Clustering Algorithms
Knowledge Graphs use machine learning to group related items into clusters:
KMeans clustering -- Divides nodes into a specified number of groups based on content similarity. Each cluster represents a thematic area in your research. This method works well when you have a rough idea of how many distinct topics exist in your corpus.
DBSCAN clustering -- Identifies clusters based on density rather than a predetermined number. Nodes that are closely grouped form clusters, while isolated nodes are flagged as outliers. This method is useful for discovering unexpected groupings or identifying papers that do not fit neatly into any category.
Both algorithms operate on the vector embeddings of your documents, so clustering reflects semantic similarity rather than surface-level keyword matching.

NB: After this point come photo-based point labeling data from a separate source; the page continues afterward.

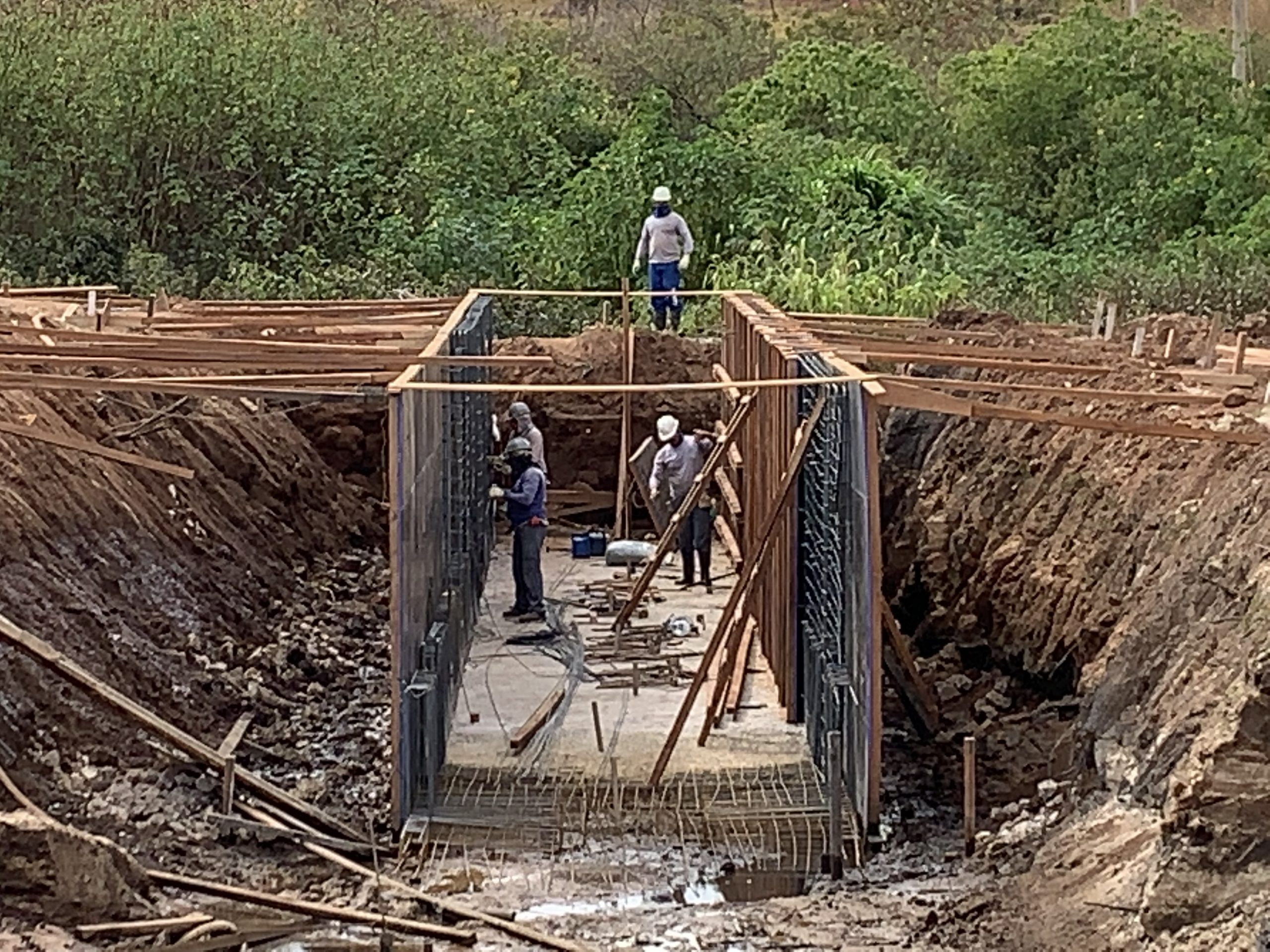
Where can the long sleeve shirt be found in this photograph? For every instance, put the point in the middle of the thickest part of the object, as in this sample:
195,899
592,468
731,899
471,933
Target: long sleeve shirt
538,451
527,498
663,239
676,466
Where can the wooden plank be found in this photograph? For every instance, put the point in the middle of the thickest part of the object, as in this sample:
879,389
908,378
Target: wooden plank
729,541
722,375
738,593
922,399
437,904
264,834
677,388
318,910
87,446
1130,397
622,522
919,700
534,724
668,537
144,927
873,476
741,663
237,733
728,492
45,654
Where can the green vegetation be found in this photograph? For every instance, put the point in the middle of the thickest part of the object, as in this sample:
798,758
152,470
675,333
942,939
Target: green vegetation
359,148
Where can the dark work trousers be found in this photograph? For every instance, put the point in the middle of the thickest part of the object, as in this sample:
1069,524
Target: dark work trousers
665,277
695,537
527,567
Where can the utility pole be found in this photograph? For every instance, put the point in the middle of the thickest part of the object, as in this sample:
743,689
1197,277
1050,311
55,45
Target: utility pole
1240,41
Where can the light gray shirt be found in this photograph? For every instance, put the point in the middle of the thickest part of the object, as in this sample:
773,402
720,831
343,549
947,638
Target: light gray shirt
663,240
538,452
676,466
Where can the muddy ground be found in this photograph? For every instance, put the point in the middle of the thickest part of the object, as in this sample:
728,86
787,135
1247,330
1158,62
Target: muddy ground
1089,604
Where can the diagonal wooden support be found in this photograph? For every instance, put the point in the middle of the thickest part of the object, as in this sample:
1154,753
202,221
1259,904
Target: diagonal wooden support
690,500
742,588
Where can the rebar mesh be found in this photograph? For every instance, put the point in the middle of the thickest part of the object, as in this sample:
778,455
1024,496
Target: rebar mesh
835,599
443,531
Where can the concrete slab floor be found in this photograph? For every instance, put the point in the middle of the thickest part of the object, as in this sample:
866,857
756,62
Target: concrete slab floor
506,683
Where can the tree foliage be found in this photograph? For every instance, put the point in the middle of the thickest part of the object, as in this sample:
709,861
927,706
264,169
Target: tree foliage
364,146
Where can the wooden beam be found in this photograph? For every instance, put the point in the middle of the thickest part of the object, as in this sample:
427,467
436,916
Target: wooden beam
318,910
534,724
143,927
87,446
1128,397
679,388
922,399
699,483
741,663
237,733
920,701
740,591
45,654
720,373
728,492
437,904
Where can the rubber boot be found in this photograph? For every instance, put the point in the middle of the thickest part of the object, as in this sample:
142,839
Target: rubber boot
686,555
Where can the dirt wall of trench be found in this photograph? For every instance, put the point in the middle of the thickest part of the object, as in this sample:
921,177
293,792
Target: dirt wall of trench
1124,578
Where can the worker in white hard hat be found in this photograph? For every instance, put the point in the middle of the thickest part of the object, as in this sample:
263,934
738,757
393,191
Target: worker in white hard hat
518,413
676,466
667,244
527,509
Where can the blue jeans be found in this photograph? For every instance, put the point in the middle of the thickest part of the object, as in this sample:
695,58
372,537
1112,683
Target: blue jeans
665,277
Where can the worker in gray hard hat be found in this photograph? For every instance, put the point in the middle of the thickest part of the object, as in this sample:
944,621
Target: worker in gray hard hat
676,466
518,413
527,511
667,244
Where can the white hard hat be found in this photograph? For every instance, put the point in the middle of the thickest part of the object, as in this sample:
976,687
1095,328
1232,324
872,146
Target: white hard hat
666,428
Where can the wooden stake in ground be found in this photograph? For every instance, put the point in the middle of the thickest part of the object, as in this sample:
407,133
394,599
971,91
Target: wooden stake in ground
740,591
622,525
968,791
685,511
41,652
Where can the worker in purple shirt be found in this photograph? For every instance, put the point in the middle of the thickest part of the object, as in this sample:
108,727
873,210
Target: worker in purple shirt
527,509
667,244
677,465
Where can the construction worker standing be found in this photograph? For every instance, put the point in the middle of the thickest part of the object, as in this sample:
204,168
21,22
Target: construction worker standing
525,427
667,244
677,465
527,509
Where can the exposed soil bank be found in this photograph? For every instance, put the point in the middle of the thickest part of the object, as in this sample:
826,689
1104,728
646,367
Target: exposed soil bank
1126,573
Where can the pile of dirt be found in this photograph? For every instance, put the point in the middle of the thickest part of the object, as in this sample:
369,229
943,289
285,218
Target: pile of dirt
582,432
54,871
1121,582
258,586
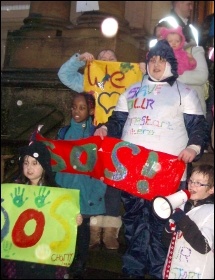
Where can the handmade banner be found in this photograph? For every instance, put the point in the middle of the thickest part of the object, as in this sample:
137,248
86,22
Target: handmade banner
107,80
38,224
118,163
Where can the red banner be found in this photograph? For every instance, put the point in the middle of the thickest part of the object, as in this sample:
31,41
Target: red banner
123,165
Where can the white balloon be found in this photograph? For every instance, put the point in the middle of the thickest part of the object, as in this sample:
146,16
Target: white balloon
109,27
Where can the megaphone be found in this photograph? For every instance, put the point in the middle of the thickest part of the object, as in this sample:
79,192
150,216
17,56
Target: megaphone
163,206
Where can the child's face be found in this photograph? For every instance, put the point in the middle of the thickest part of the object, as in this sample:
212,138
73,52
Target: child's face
32,169
174,40
80,111
196,189
158,32
156,67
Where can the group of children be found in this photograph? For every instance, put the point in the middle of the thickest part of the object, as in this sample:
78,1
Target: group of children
154,247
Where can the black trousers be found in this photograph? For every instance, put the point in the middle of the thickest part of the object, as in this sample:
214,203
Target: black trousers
82,245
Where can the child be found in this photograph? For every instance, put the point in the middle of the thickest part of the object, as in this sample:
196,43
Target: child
176,39
139,118
191,230
102,227
35,167
92,191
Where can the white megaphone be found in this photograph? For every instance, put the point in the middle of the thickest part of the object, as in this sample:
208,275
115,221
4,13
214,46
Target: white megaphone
163,206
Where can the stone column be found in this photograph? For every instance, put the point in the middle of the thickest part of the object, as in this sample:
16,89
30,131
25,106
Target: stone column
31,89
48,14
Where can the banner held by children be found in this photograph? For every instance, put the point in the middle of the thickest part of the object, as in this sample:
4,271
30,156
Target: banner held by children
38,224
118,163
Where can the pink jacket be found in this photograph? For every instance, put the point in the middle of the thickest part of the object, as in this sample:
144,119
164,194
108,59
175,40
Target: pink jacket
184,62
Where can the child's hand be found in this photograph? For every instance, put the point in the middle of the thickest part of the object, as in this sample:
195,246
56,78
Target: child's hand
79,219
101,131
86,57
142,66
187,155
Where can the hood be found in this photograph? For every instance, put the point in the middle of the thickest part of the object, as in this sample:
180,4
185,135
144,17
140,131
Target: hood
166,31
163,49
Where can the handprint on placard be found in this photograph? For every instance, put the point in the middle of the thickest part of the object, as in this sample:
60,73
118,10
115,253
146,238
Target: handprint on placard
40,198
18,197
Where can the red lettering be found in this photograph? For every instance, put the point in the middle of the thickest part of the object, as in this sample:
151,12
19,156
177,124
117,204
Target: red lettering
19,237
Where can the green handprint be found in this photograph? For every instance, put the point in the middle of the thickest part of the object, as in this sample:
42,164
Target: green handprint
40,199
18,197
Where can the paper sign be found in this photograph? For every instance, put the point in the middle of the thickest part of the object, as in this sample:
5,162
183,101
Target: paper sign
107,80
118,163
38,224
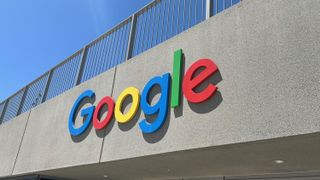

PCA Dimensionality Reduction
The system uses Principal Component Analysis (PCA) to reduce high-dimensional embedding vectors into two or three dimensions for visualization. This means that the spatial position of nodes on screen reflects their content similarity -- papers near each other on the graph cover related topics, even if they use different terminology.
Physics Simulation
Knowledge graphs use a physics-based simulation to position nodes. Nodes repel each other to prevent overlap, while edges act as springs pulling connected nodes together. The result is an organic layout where clusters of related items naturally group together.
You can interact with the simulation:
- Drag nodes to rearrange the layout manually.
- Zoom in and out to explore different regions.
- Click a node to see its details and connections.
Trend Analytics
Knowledge Graphs include a trend analytics component that tracks how topics and clusters evolve over time. This feature analyzes publication dates and topic associations to show:
- Emerging topics -- Themes that appear with increasing frequency in recent publications.
- Declining topics -- Areas that were once active but have seen reduced publication activity.
- Stable topics -- Consistently active research areas.
Trend data is presented as time series data points, allowing you to see the trajectory of each research topic.
Tips
- Start with a lower similarity threshold and increase it if the graph is too dense. A threshold that is too high may hide meaningful connections.
- Use DBSCAN when you do not know how many clusters to expect. The outlier detection is particularly useful for identifying interdisciplinary papers that bridge multiple fields.
- Combine Knowledge Graphs with Multi-Document Chat. After visualizing your research landscape, use chat to ask deeper questions about the clusters or connections you discover.
- Generate graphs at different scopes (project, lab, global) to see how your research structure changes at different levels of aggregation.